Reasonableness: Courts often evaluate the reasonableness of non-compete agreements with a fairness analysis. This includes factors such as the duration of the restriction, the geographic scope, and the legitimate interests the agreement seeks to protect, such as trade secrets, patient relationships, or goodwill. These last four items are the most dangerous for individual physicians and the scope of the FTC regulation will be important in freeing individual physicians from these “borderline fair” restrictions. (Borderline fair meaning potentially enforceable even though they are onerous to the individual.)
Public interest and patient access to care: Courts may consider the impact of non-compete agreements on public interest and patient access to care.
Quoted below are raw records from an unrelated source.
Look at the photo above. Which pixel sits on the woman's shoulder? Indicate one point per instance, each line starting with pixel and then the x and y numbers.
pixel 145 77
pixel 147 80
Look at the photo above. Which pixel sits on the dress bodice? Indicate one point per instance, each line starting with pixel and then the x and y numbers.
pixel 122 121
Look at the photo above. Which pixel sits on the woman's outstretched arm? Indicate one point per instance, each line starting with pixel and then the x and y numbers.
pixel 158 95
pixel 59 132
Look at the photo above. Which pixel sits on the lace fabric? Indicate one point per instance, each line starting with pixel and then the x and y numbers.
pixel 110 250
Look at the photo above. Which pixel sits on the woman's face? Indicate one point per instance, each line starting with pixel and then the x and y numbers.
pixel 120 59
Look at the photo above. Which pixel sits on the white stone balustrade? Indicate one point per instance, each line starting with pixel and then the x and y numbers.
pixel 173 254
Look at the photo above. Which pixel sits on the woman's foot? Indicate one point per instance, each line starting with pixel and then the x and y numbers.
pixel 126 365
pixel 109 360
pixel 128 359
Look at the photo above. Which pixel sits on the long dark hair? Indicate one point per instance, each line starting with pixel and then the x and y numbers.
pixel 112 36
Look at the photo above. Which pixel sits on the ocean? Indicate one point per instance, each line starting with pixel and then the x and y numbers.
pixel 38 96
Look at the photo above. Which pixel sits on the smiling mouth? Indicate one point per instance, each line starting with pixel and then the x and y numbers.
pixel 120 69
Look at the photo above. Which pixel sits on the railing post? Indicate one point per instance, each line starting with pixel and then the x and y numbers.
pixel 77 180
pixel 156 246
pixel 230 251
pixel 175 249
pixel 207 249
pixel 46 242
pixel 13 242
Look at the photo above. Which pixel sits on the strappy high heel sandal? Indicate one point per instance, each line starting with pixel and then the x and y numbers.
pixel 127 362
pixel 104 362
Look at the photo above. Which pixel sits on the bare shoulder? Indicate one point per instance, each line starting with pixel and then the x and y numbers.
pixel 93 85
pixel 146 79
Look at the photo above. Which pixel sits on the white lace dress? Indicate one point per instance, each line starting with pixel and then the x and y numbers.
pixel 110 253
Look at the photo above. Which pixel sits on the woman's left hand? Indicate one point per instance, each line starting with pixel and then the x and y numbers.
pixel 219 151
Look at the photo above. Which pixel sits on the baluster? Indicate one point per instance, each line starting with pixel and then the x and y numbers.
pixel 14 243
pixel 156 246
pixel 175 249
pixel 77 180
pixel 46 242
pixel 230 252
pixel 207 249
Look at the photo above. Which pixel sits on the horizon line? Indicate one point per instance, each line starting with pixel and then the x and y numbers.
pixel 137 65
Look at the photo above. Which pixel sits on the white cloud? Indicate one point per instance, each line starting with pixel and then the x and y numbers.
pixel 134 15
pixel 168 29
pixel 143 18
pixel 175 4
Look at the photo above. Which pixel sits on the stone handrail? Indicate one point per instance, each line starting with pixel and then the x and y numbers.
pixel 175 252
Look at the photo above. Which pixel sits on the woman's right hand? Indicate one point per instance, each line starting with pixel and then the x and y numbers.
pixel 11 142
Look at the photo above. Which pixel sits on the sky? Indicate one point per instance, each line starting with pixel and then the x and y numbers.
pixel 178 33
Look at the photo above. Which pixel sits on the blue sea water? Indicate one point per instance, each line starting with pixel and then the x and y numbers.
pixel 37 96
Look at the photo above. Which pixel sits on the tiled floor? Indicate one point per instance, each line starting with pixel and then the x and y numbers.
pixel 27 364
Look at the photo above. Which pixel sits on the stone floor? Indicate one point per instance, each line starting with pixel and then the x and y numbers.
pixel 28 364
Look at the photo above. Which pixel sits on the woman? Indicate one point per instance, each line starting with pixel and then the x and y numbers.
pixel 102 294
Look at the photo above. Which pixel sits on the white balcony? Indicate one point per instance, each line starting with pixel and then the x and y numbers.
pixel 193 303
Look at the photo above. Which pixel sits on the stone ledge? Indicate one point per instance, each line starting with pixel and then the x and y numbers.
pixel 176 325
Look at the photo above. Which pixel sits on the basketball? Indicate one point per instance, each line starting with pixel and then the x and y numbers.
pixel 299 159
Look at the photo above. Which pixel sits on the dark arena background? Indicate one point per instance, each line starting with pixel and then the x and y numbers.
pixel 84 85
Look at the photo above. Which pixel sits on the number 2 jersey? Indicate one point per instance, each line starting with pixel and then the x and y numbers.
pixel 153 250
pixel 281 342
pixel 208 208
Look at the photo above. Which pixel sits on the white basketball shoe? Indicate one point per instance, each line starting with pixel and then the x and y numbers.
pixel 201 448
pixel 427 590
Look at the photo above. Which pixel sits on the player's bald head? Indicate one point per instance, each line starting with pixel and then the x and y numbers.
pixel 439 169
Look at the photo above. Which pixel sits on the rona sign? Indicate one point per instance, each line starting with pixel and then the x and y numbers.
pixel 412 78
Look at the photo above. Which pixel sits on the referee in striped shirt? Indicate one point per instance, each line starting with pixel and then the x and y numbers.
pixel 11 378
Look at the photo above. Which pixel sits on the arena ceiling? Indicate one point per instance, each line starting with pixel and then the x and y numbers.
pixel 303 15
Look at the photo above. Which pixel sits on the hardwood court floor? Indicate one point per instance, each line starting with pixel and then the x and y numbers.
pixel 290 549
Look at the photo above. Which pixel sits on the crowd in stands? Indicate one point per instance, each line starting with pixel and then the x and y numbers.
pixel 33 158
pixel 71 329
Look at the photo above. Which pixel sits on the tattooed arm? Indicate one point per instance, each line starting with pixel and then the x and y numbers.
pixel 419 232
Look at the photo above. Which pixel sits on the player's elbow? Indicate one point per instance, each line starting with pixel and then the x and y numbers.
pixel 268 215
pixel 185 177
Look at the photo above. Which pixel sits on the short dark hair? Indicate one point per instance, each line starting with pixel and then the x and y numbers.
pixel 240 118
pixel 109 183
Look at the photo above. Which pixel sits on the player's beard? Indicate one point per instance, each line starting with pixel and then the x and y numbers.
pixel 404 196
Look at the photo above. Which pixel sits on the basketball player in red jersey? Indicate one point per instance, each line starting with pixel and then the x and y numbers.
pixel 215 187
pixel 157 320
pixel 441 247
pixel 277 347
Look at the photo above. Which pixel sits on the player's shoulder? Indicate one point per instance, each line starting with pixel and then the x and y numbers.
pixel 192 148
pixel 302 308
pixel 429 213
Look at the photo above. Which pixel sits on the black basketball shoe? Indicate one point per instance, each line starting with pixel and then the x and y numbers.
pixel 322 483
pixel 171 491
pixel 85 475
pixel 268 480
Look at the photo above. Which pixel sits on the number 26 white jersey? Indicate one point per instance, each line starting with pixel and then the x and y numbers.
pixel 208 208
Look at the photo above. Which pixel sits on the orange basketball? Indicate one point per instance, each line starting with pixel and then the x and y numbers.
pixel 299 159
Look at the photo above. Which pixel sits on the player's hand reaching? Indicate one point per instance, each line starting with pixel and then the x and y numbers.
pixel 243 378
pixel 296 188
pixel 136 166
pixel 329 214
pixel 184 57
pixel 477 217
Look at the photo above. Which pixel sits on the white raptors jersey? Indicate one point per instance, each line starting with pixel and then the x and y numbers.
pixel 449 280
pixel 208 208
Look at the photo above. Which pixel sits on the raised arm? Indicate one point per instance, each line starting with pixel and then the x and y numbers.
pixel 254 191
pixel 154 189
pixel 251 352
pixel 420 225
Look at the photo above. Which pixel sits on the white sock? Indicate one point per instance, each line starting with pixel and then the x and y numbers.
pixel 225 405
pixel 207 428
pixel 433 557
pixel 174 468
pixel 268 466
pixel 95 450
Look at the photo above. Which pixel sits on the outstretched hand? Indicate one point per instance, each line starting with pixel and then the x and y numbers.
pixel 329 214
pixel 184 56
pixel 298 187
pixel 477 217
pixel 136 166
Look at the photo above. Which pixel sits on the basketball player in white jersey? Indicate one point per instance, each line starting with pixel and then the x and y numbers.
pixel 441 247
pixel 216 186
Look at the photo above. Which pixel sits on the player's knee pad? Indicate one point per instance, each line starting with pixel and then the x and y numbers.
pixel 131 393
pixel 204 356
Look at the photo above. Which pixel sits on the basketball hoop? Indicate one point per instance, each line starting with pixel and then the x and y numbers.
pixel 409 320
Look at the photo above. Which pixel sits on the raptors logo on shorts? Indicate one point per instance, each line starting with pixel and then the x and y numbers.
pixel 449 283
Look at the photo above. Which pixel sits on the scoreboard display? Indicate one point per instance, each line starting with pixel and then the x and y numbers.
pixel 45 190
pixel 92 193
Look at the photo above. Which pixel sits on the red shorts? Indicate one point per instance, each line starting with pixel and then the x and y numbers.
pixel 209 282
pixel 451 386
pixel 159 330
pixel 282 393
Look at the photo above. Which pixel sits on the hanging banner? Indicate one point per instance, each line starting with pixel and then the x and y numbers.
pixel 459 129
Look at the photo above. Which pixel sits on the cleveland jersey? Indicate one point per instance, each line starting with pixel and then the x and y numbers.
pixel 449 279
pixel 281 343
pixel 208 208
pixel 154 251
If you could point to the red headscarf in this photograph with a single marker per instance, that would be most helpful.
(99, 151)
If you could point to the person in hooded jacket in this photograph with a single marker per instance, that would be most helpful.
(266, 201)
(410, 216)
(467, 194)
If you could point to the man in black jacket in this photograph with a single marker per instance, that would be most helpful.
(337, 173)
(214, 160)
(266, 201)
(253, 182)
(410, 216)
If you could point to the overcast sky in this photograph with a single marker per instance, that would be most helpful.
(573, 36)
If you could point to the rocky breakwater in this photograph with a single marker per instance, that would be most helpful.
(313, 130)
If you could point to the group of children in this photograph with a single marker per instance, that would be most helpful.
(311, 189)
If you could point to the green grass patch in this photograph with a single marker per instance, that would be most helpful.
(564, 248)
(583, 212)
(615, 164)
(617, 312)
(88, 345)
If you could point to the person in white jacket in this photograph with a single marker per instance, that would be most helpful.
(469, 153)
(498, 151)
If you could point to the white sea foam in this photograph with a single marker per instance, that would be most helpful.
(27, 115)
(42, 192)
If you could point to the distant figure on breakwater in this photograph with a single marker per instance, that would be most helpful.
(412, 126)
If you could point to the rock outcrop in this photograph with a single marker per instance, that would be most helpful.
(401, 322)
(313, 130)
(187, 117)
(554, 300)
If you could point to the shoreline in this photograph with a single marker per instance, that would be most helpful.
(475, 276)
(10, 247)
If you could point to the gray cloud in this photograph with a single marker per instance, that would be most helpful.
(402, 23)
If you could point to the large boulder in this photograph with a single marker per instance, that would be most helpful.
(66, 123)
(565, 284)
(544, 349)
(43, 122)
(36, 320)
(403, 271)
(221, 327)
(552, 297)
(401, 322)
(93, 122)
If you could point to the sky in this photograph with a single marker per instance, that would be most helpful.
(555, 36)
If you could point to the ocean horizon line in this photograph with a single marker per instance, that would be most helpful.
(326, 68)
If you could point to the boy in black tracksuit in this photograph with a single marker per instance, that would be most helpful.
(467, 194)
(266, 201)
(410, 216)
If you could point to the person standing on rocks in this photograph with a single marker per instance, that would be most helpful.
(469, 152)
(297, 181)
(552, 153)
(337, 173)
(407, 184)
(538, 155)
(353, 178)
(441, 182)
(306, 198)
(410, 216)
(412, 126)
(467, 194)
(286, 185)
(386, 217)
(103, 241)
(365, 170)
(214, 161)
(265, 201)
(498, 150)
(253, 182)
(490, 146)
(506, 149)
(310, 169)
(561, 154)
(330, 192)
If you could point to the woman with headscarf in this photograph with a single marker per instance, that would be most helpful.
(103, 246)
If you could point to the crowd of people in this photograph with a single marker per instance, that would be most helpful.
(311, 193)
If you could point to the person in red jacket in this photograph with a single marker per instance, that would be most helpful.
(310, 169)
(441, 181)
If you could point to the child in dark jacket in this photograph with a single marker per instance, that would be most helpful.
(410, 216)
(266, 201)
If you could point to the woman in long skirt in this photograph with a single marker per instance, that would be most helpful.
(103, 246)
In some jurisdictions, restrictions that significantly limit patient access to medical services or create undue hardships may be viewed as unenforceable.
Scope of the agreement: Non-compete agreements should be narrowly tailored to protect legitimate business interests without imposing undue hardship on the physician. Agreements that are overly broad or excessively restrictive may be less likely to be enforced. However, these agreements are crafted (in most cases) by very experienced medical lawyers. You can be certain that these experts have crafted a provision based upon current laws and they have worded the grey area provisions so that the scope is not excessive and the “borderline fair” provisions match a court decision where the restrictive covenant was upheld.
Physicians should consult an attorney before signing any employment contract. Even if you have no power to alter a provision, you can benefit from simply understanding what the contract really says in the context of your day to day life at work. Remember, there is the honeymoon period in most employment relationships. Contract provisions are often interpreted in the Kumbaya context. A good lawyer will analyze a contract from the divorce perspective – in other words, what does the contract say when you are at odds with your partners / employer.